Arguably the finest looking retail street in London, Regent Street’s sweeping thoroughfare is home to the world’s largest Burberry store. The former theatre and cinema is a huge, cavernous stage for the only domestic luxury mega-brand the UK has. What you’ll notice recently, as you walk past, there is never anybody in it. Worryingly, the store always looks empty of customers, and, as is often the case in fashion, you don’t need to see financials or figures to see whether something is instinctively selling or not.
After two distinctly underwhelming, but vast collections under new Creative Director Riccardo Tisci, the first results are in and it doesn’t bode well. Sales are flat in a market that has seen stellar performances from Kering and LVMH. Burberry’s sales grew by just 2% to £2.7B over the year to March 2019 with an adjusted operating profit of £438m. According to Bain & Company, the luxury goods and experiences market grew by 5% in 2018 and to put this into further context, LVMH was up 10% and Kering was up an incredible 26.3% over the same period.
Left - Gigi Hadid in Burberry's latest campaign. The collection could easily be confused with Fendi
After Burberry’s huge growth under previous Creative Director, Christopher Bailey, the brand’s new strategy is to take the brand more upmarket and completely change the feeling and identity of the brand. Marco Gobbetti, Chief Executive Officer, who hired Tisci, puts a positive spin on it in the brand’s latest financial release, “We made excellent progress in the first year of our plan to transform Burberry, while at the same time delivering financial performance in line with expectations. Riccardo Tisci’s first collections arrived in stores at the end of February and the initial reaction from customers is very encouraging. The implementation of our plan is on track, we are energised by the early results and we confirm our outlook for FY 2020.”
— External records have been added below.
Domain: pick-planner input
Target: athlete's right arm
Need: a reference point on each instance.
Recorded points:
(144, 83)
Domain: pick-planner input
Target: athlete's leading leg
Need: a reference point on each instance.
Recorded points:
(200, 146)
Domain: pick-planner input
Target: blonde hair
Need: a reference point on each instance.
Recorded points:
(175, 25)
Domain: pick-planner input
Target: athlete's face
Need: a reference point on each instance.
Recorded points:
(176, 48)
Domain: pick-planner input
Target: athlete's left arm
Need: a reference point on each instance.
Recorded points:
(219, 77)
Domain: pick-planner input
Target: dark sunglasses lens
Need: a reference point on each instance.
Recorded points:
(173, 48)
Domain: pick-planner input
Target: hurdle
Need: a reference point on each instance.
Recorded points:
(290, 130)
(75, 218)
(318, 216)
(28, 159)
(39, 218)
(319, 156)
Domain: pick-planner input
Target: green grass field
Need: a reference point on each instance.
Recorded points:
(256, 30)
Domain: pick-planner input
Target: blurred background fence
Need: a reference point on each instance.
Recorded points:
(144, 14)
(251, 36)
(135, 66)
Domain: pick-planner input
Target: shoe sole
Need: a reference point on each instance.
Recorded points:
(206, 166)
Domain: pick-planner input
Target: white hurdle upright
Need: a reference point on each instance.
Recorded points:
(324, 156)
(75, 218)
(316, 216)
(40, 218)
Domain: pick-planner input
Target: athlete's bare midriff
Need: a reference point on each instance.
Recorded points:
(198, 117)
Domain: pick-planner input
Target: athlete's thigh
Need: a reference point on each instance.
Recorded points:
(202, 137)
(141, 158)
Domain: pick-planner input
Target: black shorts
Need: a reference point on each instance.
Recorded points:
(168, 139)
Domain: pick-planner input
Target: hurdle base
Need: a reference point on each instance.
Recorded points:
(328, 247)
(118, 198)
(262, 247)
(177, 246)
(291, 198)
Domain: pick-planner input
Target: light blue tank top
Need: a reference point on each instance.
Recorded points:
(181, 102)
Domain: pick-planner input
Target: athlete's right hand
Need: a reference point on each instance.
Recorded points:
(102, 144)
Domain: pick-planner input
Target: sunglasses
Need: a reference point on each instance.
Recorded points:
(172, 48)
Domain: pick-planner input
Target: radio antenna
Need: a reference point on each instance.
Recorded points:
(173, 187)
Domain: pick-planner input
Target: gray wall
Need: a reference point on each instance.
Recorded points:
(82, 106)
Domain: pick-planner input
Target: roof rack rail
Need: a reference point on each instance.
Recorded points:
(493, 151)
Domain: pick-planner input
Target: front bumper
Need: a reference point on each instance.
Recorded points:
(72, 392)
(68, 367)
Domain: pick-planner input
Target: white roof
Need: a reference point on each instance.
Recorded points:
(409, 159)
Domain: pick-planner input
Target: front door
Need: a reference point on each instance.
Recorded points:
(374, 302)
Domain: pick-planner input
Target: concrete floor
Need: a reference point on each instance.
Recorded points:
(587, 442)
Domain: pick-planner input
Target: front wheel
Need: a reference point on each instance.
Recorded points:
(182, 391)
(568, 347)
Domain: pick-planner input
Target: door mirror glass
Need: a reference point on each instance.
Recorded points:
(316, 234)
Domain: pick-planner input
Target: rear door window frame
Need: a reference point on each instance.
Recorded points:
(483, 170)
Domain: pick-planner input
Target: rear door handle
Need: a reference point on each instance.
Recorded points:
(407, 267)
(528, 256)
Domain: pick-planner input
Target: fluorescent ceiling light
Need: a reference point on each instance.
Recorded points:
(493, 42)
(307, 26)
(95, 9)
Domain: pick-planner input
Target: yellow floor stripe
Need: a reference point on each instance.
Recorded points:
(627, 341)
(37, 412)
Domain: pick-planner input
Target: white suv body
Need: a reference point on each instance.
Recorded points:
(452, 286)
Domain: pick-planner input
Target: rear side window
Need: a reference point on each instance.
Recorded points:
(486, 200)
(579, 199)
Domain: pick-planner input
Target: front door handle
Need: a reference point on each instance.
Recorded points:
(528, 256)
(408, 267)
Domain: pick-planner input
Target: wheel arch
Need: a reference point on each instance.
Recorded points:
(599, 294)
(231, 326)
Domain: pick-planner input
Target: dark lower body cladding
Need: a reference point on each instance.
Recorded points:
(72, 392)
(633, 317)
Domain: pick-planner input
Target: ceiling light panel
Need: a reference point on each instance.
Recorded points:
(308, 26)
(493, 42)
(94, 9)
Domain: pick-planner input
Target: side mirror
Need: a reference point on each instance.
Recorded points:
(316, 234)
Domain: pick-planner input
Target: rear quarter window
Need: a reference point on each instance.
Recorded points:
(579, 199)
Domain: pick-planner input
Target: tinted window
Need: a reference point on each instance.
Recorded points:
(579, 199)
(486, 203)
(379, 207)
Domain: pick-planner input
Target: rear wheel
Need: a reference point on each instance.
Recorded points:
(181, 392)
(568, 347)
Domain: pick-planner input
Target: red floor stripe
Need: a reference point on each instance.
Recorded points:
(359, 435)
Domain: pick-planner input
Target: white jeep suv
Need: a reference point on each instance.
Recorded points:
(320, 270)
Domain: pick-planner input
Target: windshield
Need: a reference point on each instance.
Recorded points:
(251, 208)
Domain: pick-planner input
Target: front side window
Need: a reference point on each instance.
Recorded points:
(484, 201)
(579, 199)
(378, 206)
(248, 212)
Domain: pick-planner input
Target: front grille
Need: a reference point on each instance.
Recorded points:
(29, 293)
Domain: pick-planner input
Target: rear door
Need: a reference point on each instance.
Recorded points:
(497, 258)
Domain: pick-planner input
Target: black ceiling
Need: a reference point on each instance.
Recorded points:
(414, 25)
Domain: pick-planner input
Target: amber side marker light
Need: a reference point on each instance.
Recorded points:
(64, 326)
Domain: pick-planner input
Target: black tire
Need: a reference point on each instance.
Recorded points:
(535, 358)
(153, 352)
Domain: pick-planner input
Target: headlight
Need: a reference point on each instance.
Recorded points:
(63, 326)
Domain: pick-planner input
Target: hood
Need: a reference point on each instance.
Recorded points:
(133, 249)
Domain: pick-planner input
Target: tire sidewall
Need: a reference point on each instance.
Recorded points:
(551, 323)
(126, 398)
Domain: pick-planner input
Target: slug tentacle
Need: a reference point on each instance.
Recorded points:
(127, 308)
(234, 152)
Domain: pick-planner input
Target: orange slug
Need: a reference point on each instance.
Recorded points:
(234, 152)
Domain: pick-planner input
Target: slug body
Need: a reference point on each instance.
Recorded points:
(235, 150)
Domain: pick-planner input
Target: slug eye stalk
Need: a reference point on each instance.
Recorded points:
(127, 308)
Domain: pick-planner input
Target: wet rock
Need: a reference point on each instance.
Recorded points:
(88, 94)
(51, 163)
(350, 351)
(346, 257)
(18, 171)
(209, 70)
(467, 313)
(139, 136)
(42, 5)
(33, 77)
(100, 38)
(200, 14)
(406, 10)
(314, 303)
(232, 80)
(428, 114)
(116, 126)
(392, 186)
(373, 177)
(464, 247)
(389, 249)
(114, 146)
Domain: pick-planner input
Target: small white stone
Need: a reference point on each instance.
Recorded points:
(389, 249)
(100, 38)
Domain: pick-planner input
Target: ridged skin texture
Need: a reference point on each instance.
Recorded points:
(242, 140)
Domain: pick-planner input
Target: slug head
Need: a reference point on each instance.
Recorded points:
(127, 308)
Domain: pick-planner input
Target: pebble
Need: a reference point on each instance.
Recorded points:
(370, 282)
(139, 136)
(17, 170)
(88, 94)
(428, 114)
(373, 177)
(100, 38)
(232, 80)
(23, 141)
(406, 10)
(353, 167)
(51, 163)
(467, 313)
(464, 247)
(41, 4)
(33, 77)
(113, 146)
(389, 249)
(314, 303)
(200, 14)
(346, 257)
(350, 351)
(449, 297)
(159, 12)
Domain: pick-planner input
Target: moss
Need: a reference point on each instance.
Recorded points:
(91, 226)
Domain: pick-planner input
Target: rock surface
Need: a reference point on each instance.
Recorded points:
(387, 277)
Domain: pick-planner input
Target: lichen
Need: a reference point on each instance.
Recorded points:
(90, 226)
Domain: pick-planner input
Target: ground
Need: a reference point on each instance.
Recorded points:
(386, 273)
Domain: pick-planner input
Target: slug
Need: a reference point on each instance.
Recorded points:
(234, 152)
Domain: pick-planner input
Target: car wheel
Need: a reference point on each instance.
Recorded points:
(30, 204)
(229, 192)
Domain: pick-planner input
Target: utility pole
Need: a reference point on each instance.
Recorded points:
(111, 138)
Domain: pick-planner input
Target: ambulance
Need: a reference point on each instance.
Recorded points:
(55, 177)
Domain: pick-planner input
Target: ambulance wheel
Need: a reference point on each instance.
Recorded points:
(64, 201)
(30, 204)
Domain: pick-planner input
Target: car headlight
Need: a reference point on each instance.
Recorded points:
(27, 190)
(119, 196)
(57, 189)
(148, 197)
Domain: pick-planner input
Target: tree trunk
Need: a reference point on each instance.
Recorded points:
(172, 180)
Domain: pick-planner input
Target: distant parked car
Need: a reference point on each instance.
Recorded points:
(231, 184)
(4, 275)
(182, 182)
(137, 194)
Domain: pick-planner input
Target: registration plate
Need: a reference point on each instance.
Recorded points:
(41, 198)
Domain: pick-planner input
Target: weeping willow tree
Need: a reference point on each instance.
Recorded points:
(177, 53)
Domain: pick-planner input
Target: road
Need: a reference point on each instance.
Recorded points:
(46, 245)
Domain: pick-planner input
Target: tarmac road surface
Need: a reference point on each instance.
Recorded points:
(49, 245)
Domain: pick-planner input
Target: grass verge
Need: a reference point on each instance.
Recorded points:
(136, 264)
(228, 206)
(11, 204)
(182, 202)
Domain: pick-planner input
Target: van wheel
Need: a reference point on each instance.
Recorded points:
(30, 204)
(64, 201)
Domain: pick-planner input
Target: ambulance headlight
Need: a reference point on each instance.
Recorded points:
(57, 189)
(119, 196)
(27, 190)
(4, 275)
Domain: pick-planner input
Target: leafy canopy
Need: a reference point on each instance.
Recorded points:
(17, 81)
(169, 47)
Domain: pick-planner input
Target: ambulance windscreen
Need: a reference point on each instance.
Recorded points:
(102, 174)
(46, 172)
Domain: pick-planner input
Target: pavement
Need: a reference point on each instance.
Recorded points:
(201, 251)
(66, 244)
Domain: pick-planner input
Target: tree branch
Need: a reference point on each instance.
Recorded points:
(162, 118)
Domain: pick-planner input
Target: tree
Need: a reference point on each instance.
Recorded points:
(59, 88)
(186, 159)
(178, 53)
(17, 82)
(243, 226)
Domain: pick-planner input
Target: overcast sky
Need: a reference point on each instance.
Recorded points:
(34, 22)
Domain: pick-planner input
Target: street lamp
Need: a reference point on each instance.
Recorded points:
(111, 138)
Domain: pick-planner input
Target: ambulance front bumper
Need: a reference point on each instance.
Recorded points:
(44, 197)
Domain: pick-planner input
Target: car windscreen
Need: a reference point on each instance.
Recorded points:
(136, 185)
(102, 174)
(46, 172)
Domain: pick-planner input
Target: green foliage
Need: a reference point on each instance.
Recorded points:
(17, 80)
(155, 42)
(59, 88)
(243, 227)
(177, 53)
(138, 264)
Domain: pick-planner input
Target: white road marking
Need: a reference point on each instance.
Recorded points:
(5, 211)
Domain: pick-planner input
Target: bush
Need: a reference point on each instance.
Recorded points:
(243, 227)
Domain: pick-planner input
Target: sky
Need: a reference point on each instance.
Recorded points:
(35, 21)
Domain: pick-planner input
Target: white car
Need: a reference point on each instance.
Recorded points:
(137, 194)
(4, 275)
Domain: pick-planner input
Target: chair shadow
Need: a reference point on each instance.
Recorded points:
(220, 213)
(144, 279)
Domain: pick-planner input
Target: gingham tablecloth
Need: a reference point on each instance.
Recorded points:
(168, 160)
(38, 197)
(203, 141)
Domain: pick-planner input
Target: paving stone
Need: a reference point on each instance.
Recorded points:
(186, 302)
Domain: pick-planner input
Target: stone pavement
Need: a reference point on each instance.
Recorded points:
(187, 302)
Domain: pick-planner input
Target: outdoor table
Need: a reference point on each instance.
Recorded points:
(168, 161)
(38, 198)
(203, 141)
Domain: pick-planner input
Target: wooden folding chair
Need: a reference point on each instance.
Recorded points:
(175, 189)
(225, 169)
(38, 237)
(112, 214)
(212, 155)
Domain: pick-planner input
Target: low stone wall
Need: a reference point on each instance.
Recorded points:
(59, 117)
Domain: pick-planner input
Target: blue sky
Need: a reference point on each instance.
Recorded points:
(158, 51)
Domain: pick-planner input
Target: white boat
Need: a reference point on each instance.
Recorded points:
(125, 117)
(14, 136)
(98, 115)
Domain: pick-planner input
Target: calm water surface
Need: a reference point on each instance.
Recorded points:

The two stores Burberry had in Knightsbridge have closed and are now a trashy souvenir shop and while they said they are taking a new store above the Tube station, it is a long way off from opening with only the facade currently standing.
The only hope is that they are still selling in China. There was a report in Jing Daily, the leading digital publication on luxury consumer trends in China, in April, that said Burberry had shut down four retail stores in Shanghai since August 2018, with the latest closure occurring on March 31, when the brand ceased the operation of its flagship store at the city’s L’Avenue, which it opened in 2013. The article said “the company had been laying off Chinese staff in preparation for the closure until only seven of them remained”. The publication also said the permanent closure of the L’Avenue store represented a “landmark event” in Burberry’s perceived exit from Shanghai.
According to the results, in Asia, it’s seen low single digit growth in Asia Pacific, Korea and China, stable in Hong Kong and declining in Japan. Which is worrying. Burberry is also cutting costs to shore up the balance sheet.
The company is pinning all its hopes on the new Tisci product. The statement said “The first deliveries of Riccardo Tisci’s products arrived in stores at the end of February. Although it is currently a small portion of our offer, the initial reaction from customers has been very positive with sales of the new collections delivering strong double-digit percentage growth.” It’s not clear what the growth is in comparison to.
The company says it is currently on a multi-year journey to transform and reposition Burberry. “FY 2019 and FY 2020 are foundational years where we will re-energise the brand, rationalise and invest in our distribution and manage through the creative transition, after which we will accelerate and grow.”
In retail, they say they are focused on refreshing flagship stores, with over 80 retail doors expected to be “aligned” by the end of FY 2020. "To ensure we are focusing our resources on the most impactful locations, we will also be closing 38 smaller, non-strategic retail stores in secondary locations. In wholesale, we stepped up our wholesale rationalisation in the second half of the year, phasing out non-luxury doors.” says the financial statement. In total, Burberry closed a net 18 stores (seven mainline, nine concessions and two outlets) in the year and new openings included the relocation and expansion of the Dubai flagship and openings in Shin Kong Place, Xian (China). Fourteen retail stores had been aligned to the new aesthetic by the end of the period.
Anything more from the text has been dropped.